James from the Postal Service at our meeting |
James from the United States Postal Service dropped by to beg for our help! AWESOME! He told us that there is a CRAZY FAT CAT CONSPIRACY TO KILL THE POSTAL SERVICE! We LOVE conspiracies, and believe almost all that we hear about! So he begged PLEASE HELP US OCCUPY PORTLAND but also said that the national postal worker union won't ask OCCUPY for help because they are scared of us! HA HA HA
SO we will March on January 8, AROUND AND AROUND AND AROUND IN SOME BIG CRAZY CIRCLE and then the FAT CATS WILL STOP TRYING TO KILL THE POSTAL SERVICE! AWESOME!

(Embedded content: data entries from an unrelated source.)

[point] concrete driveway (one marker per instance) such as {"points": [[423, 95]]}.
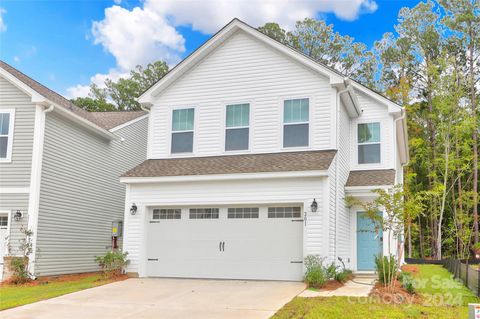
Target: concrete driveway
{"points": [[166, 298]]}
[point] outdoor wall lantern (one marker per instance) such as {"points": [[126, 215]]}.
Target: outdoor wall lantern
{"points": [[133, 209], [18, 215]]}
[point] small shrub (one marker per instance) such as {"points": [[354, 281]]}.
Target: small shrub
{"points": [[386, 267], [19, 268], [316, 278], [315, 272], [332, 270], [112, 263], [344, 275], [407, 283]]}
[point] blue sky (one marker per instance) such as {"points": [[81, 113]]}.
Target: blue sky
{"points": [[63, 44]]}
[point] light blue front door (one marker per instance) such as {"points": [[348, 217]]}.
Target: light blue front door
{"points": [[369, 242]]}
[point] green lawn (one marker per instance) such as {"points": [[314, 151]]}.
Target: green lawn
{"points": [[13, 296], [434, 283]]}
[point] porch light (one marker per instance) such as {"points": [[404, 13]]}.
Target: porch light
{"points": [[18, 215], [314, 206], [133, 209]]}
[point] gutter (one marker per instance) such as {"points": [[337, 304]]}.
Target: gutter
{"points": [[80, 120]]}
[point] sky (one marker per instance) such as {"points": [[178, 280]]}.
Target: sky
{"points": [[69, 44]]}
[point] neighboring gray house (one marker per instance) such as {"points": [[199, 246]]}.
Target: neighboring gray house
{"points": [[59, 174]]}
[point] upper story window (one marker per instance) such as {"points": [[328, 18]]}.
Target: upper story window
{"points": [[6, 134], [237, 127], [368, 138], [182, 130], [295, 122]]}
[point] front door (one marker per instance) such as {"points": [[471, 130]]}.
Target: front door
{"points": [[369, 242]]}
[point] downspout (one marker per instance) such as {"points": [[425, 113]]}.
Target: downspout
{"points": [[36, 171], [337, 141]]}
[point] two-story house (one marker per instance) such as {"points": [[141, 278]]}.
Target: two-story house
{"points": [[59, 170], [252, 149]]}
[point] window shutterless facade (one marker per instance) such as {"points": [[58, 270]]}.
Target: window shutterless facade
{"points": [[296, 123], [369, 146], [6, 134], [182, 130], [237, 127]]}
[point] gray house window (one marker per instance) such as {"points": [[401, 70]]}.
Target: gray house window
{"points": [[182, 130], [295, 122], [368, 138], [237, 130], [6, 134]]}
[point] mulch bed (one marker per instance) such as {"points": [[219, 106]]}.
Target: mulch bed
{"points": [[397, 295], [63, 278], [413, 269]]}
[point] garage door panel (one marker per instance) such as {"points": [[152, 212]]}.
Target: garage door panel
{"points": [[234, 248]]}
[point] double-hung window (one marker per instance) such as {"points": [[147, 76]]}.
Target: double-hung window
{"points": [[237, 130], [182, 130], [369, 148], [295, 122], [6, 134]]}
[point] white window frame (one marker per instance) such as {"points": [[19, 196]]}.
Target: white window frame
{"points": [[309, 122], [225, 128], [185, 131], [357, 153], [10, 134]]}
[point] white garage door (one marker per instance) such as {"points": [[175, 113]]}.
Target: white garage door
{"points": [[226, 242]]}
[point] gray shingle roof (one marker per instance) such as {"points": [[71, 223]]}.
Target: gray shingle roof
{"points": [[377, 177], [109, 120], [235, 164], [104, 120]]}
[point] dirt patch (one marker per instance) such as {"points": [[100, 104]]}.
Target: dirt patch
{"points": [[64, 278], [394, 295], [413, 269]]}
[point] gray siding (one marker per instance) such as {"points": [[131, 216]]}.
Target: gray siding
{"points": [[80, 193], [11, 203], [17, 172]]}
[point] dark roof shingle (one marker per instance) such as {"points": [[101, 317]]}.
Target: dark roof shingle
{"points": [[377, 177], [105, 120], [235, 164]]}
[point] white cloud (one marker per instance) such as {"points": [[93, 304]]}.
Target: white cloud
{"points": [[138, 36], [98, 79], [3, 26], [149, 33], [208, 16]]}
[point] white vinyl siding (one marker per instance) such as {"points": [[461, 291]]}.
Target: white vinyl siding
{"points": [[7, 120], [264, 78], [182, 130], [237, 130]]}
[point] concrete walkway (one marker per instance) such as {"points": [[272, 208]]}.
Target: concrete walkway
{"points": [[166, 298], [358, 287]]}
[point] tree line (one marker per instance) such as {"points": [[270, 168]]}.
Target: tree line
{"points": [[431, 66]]}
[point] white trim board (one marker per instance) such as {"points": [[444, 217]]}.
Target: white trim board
{"points": [[217, 177], [135, 120], [14, 190]]}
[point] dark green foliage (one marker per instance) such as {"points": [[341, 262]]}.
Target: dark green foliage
{"points": [[112, 263], [343, 275]]}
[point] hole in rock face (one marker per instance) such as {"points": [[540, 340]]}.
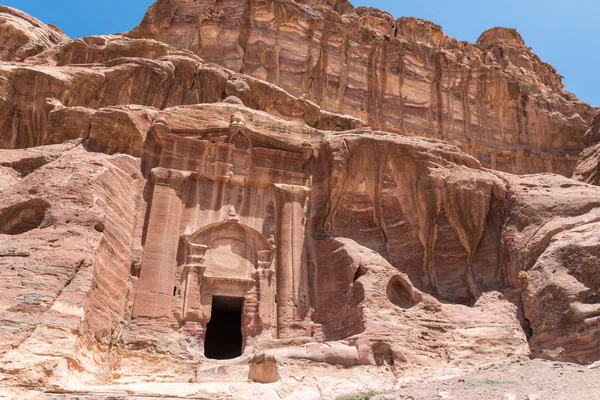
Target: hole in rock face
{"points": [[23, 217], [223, 338], [360, 271], [399, 293], [382, 354]]}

We let him beg for a little bit cause it was funny! Then we voted HOORAY FOR US! This could be an even bigger success than OCCUPY THE PORTS THING! WE KNOW that when the fat cats see OCCUPY PORTLAND MARCHING IN CIRCLES AND BEATING A DRUM AND STUFF they will run away and hide!
We met downtown and had some other stuff to talk about but it was pretty cold and windy so we hurried up and I FORGOT WHAT WE AGREED TO! BUT it was cool cause WE GOT OUT OF OUR PLAYHOUSE AND MET OUTDOORS! Lately the playhouse is full of RAINBOW PEOPLE that are always putting down sacred sage and crap and talking nonsense! One of them got his spices mixed up and sprinkled CURRY POWDER ALL OVER THE OFFICE instead of sacred sage and now OUR OFFICE PLAYHOUSE SMELLS LIKE AN EAST INDIAN BUFFET! Bogus. One RAINBOW did show up (pictured left) but he didn't talk or move or do diddly and some dude said that the RAINBOW DUDE WAS JUST FIXING HIS AURA or something like that. WHATEVER!
David Osborne |
Once we save the UNITED STATES POSTAL SERVICE I am sure that maybe those goofy RAINBOW FAMILY BOZOS will go away and party someplace else BECAUSE WE WILL PROVE THAT WE ARE A POLITICAL GROUP and not a place for stoner burnouts like the rainbows. I mean, for REAL! HOW CAN WE RUN A REVOLUTION WHEN SOME IDIOT SPRINKLES CURRY POWDER ALL OVER!